WC are the key to keeping and breeding healthy fish.

IMO


----------



## KhuliLoachFan (Mar 8, 2008)

Ah. Sponge filters are for me something I keep around, cycled and ready to go, but not my primary filter in any of my tanks. I'm a weekly water changer, not a daily, and a community and malawi cichlid keeper, not an intentional breeder. (Except for species that breed readily like livebearers, and certain easy-to-care-for-and-breed cichlids like my yellow labs, which are happy and make babies without me doing much other than feed them and change 25% of their water weekly)

W


----------



## tebore (Jan 3, 2010)

I wouldn't rely on 1 filter alone. If one fails you could be in trouble plus it doesn't hurt to over filter. 

I have a power filter and a sponge filter. I notice both have a good amount of debris in them when I go to rinse them in tank water. 

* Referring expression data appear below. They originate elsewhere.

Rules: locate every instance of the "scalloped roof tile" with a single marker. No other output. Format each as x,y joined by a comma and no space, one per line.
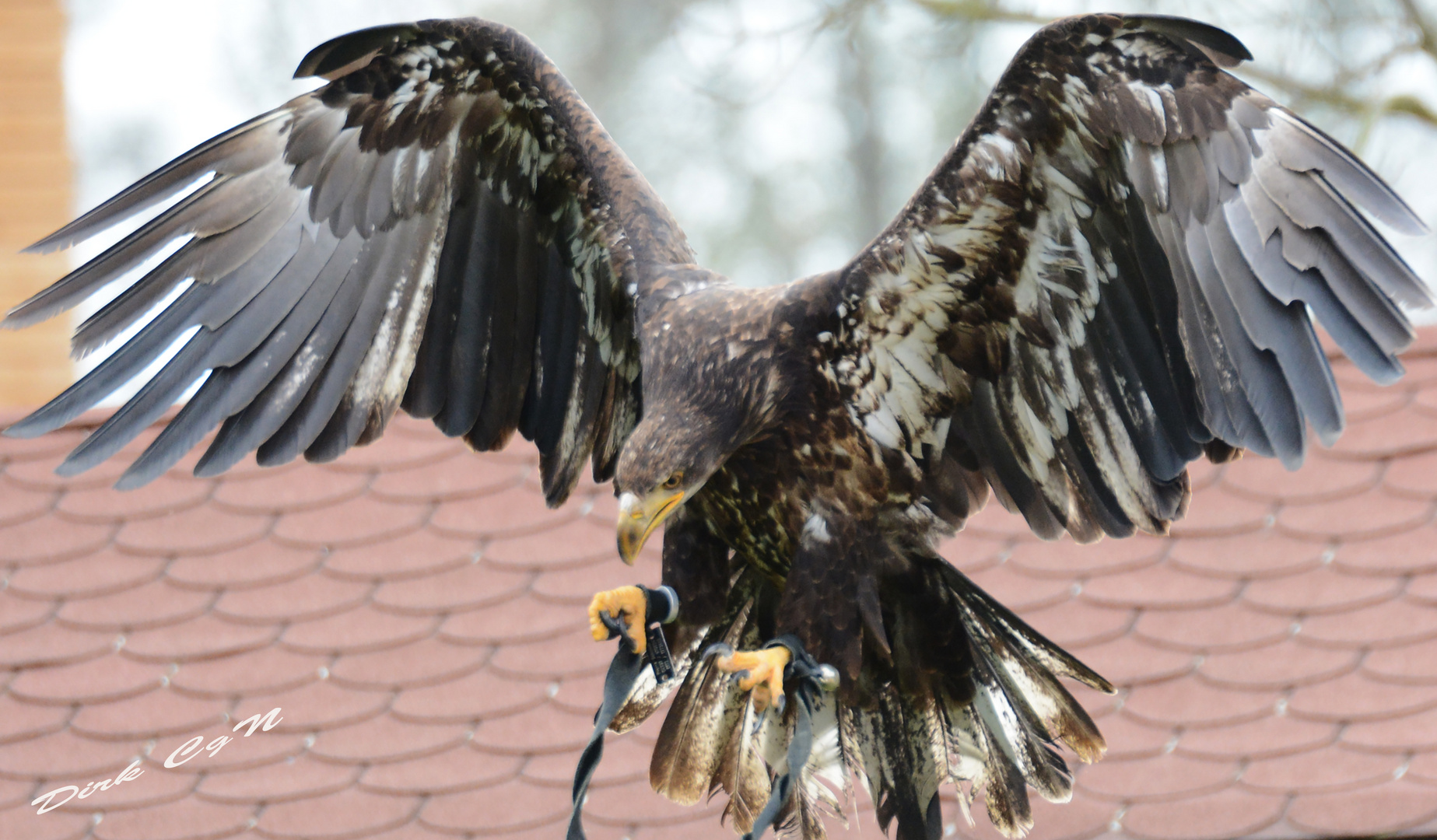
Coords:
417,615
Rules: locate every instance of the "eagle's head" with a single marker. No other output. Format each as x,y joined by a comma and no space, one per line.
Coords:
666,461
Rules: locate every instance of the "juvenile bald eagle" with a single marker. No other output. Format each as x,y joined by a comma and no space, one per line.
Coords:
1109,275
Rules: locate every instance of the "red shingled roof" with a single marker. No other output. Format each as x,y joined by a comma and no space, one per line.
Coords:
417,615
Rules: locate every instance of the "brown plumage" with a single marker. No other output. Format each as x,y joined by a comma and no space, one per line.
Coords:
1108,276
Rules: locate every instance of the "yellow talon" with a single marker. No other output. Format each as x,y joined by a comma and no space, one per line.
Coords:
765,677
627,604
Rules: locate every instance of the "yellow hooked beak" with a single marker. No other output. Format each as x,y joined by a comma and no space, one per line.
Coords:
638,517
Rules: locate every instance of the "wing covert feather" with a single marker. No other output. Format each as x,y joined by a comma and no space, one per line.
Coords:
443,224
1111,273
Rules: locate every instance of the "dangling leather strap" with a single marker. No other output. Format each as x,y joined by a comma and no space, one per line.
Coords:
661,605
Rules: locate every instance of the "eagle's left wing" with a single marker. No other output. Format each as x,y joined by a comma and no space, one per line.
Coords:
1114,271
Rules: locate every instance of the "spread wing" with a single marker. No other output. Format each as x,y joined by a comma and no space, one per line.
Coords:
1111,271
443,226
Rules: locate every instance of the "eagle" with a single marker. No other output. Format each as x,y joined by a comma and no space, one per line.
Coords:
1113,273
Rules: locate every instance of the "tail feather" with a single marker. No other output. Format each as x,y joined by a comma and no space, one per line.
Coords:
702,719
743,775
969,695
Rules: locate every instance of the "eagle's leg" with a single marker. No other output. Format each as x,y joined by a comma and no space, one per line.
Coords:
627,604
762,672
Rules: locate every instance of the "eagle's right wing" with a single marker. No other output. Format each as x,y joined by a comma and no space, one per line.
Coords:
443,224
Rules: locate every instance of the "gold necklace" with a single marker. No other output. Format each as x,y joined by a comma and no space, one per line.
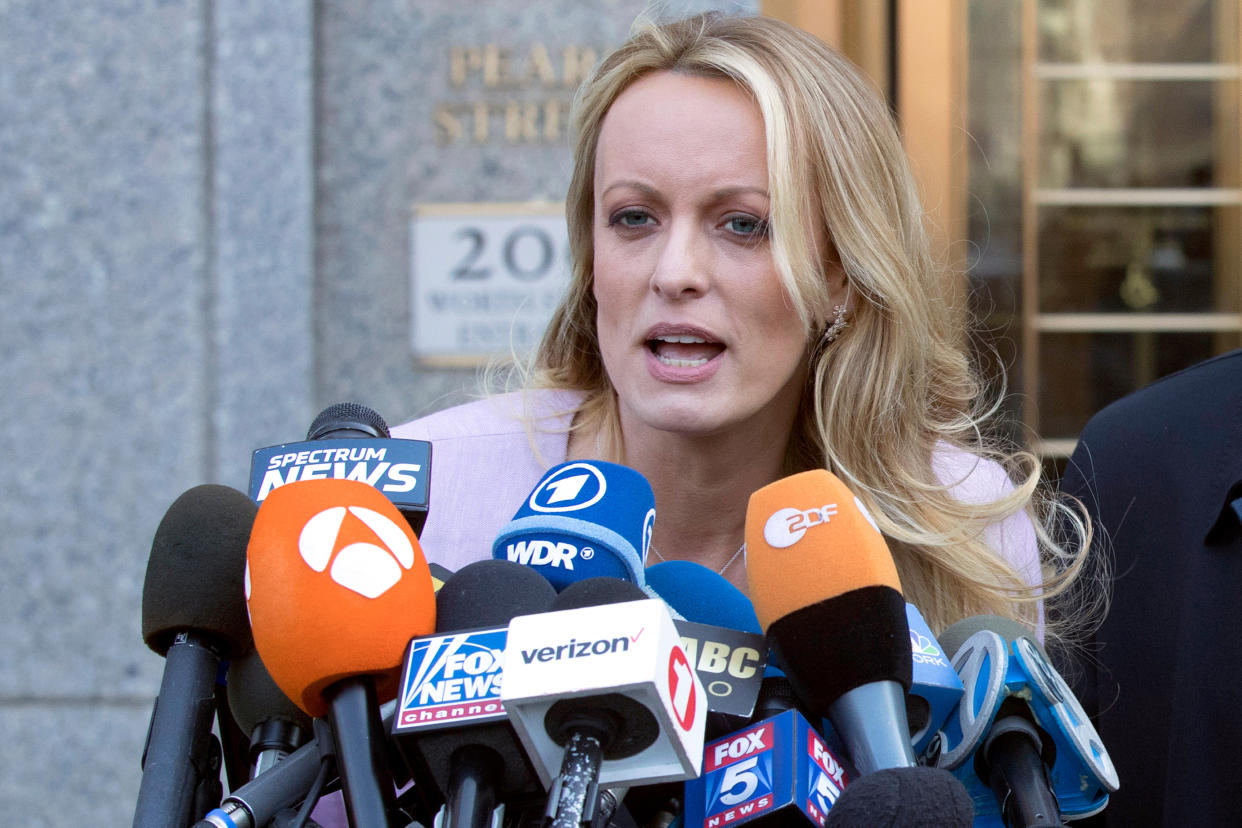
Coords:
719,571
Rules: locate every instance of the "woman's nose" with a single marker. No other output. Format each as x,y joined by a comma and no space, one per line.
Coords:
681,268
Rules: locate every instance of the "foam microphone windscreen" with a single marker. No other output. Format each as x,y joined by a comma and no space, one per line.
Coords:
702,595
584,519
489,594
195,571
903,797
253,697
825,587
598,591
337,586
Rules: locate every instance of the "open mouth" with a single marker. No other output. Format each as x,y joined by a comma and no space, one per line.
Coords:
683,350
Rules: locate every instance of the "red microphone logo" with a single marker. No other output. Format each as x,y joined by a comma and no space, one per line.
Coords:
681,688
369,569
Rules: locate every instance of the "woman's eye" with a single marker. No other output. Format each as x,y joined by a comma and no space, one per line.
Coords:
630,219
748,226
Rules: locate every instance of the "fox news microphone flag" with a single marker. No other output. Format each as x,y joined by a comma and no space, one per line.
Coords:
337,586
829,597
1020,741
584,519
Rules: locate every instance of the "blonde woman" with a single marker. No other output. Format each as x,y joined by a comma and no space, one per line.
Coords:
753,296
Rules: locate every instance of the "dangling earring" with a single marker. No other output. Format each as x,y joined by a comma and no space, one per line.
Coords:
837,325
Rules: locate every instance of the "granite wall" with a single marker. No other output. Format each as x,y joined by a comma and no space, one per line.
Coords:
204,241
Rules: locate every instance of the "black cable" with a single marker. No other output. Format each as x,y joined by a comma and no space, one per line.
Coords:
321,780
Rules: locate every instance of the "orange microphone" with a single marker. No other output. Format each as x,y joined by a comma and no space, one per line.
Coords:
830,601
337,586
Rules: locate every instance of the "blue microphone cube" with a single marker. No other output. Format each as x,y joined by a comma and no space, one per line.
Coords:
584,519
779,770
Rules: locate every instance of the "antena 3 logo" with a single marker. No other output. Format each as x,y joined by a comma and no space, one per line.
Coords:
365,567
571,487
786,526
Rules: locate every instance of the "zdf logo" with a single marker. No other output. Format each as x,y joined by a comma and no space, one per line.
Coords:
786,526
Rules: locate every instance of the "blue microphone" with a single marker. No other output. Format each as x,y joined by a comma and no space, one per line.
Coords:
703,595
1020,741
720,634
584,519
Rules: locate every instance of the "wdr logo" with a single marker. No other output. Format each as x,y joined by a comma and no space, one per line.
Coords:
574,487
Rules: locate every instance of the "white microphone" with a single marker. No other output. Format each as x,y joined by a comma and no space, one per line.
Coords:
602,695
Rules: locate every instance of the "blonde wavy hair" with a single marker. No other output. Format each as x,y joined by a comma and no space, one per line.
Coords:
898,384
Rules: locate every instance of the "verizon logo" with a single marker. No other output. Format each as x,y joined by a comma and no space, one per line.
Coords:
580,648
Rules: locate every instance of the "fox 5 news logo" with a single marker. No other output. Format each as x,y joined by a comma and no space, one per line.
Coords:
450,679
738,775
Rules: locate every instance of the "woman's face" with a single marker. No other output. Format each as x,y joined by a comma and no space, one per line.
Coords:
696,330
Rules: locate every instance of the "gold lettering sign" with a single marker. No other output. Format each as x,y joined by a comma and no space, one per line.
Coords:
516,96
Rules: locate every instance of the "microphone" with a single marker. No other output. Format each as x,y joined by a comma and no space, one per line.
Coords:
273,724
903,797
285,785
1020,741
337,585
720,634
450,723
602,693
194,615
584,519
935,688
827,595
350,442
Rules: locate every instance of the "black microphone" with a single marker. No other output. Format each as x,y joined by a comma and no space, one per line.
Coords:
194,613
286,785
903,797
272,723
450,724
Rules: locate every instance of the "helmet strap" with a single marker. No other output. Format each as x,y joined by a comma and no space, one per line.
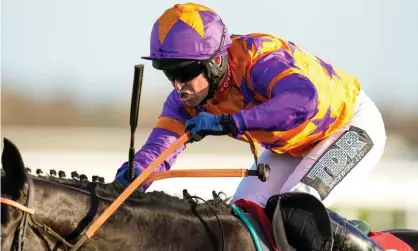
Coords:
214,72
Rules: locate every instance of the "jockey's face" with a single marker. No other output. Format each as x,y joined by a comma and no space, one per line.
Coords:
194,91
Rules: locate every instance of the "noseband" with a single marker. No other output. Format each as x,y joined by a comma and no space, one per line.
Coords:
18,243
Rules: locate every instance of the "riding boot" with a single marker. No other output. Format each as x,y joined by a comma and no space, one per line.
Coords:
349,238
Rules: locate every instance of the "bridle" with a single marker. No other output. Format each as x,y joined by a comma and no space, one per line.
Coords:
28,211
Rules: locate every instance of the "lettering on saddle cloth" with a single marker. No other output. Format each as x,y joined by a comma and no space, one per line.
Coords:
338,160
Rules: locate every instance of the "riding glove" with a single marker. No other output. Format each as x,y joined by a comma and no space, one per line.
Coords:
209,124
122,176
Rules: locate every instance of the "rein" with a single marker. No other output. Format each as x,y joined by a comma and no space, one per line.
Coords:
29,210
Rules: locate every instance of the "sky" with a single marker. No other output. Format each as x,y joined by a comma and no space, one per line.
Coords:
87,49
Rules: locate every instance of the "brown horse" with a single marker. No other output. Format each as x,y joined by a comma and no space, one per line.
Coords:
63,208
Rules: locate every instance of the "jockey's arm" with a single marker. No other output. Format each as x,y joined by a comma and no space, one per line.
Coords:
291,97
169,127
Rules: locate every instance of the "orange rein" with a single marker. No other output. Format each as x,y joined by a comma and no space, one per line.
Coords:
17,205
140,179
145,177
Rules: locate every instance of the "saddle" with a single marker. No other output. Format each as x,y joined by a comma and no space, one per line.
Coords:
300,221
289,221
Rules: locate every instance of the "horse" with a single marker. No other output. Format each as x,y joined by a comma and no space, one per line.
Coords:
146,221
59,210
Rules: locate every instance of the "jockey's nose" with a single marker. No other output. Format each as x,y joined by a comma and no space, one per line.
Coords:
178,85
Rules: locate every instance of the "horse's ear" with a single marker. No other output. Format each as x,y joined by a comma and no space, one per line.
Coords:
14,168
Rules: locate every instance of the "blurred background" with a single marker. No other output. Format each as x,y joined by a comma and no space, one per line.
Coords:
67,71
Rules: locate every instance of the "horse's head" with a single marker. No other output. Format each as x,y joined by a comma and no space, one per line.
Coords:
14,188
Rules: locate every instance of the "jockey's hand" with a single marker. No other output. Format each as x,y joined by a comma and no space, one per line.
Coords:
208,124
122,177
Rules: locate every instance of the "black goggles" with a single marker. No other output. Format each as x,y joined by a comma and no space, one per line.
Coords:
185,73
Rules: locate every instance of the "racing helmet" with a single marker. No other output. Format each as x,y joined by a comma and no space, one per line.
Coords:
184,42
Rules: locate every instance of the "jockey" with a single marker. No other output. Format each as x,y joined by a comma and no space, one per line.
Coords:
320,131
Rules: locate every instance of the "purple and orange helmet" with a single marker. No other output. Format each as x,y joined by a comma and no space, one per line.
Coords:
188,32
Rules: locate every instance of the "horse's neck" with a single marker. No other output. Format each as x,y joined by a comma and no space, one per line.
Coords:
156,226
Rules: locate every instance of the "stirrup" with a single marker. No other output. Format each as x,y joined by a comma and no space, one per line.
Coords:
363,226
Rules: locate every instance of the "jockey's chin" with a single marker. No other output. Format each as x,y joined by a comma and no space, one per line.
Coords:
194,91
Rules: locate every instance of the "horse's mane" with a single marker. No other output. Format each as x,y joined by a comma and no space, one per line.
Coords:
110,191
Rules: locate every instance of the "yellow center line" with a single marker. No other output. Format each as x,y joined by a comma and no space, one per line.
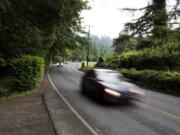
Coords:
172,116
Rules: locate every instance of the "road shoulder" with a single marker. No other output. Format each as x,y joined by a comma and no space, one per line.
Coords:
26,115
65,121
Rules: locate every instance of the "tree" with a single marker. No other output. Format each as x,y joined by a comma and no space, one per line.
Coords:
154,20
124,42
39,27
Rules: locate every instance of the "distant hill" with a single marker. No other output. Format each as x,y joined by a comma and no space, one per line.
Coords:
104,44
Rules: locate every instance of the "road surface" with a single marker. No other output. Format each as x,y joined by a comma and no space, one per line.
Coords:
158,114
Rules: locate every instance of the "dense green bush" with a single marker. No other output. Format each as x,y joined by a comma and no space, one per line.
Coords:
168,81
161,58
28,71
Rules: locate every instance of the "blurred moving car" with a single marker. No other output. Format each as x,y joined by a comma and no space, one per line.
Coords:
60,64
109,85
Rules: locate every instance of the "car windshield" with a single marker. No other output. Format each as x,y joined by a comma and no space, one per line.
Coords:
109,76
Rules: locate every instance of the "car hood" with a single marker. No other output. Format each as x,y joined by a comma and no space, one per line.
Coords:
121,86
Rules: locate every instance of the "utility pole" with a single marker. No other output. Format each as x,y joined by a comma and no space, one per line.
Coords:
88,46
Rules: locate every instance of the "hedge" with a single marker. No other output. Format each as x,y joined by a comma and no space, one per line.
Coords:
28,71
166,81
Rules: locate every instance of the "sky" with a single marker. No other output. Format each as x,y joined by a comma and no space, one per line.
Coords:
106,18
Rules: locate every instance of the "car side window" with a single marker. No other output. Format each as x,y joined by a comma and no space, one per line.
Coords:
91,73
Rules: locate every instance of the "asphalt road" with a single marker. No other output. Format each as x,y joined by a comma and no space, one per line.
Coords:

I still think if you have an airstone you might as well put it to work instead of just looking nice.


----------



## leomessi (Feb 25, 2010)

i bought a tetra whisper a week ago and it works really well as a second filter. i do about 25% water change every 2-3 days to keep the hc and the glossos happy.


----------



## shrtmann (Feb 15, 2009)

i use a Penguin 220 (i think) and an AC110 on my 75g tank...the 110definately creates quite a bit of flow plus it has a lot of space for filter media....I like the penguin filters a little better tho as they dont cause so much of a water disturbance when re-entering tank


----------



## KhuliLoachFan (Mar 8, 2008)

"Not much water disturbance" could be a bad thing. After all Oxygen enters your tank at the surface of the water, and the more it is "disturbed" the healthier your fish will be. The fluval cannister filters have a spray outlet, and the eheim cannisters have a spray bar for this very reason.

W


----------



## shrtmann (Feb 15, 2009)

Very True Khuli altho i guess what i meant was the splashing and all especially when my water level starts to dip ( I have an open tank right now) and the penguin has a little outcropping on the return for the water to kind of hit it insdtead of just dropping straight into the water like the AC110 does


----------



## KhuliLoachFan (Mar 8, 2008)

I once tried to make a ledge for the AC110 outflow to run over and drip through. The idea being to provide a rain-shower into my tank. A piece of fine grid plastic like they use for rug-hooking crafts would work great for that. I'm curious if that many small drops of water would be a less noisy way to get incredible surface-to-air oxygen exchange.

W


----------